The Earth Trust manages Wittenham Clumps, Little Wittenham Wood and Neptune Wood. It ensures wildlife is protected and gives people the opportunity to enjoy and value the natural world.
Event organiser Emma Newman said it was a huge success and thanked volunteers, supporters, villagers and the council for helping what she said had become a firm favourite in the village calendar.
Mrs Newman said: “Earth Trust members have been enormously helpful over the last three years providing wood, helping to build the bonfire and this year providing the majority of the fencing.”
The Sylva Foundation runs the Wood Centre in Little Wittenham Road. It houses a variety of craft workshops promoting the use of natural wood. The Foundation is creating a community orchard and next year begins work on planting a new forest.
The organisers decided to support the Stroke Association in memory of a Laura Marshall a resident of Long Wittenham and a friend of many of the volunteers at the event.
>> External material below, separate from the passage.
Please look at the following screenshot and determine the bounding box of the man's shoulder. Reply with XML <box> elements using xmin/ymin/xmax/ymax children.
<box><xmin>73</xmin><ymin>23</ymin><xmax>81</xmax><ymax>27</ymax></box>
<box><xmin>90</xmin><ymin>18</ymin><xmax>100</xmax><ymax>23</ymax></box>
Laura died two years ago.
Sally Duff who heads the parish council’s events section said: “The parish council has taken overall responsibility for the event which means insurance cover is much easier and more financially viable. It’s a pleasure working in partnership with Wittenham Warriors which has years of experience in organising the event.”
“It was a wonderful advert for what can be achieved when the community works together. So many groups and volunteers in our village contributed to making the evening a success. The willingness of villagers to get involved and make things happen is a big part of what makes living in Long Wittenham so special.”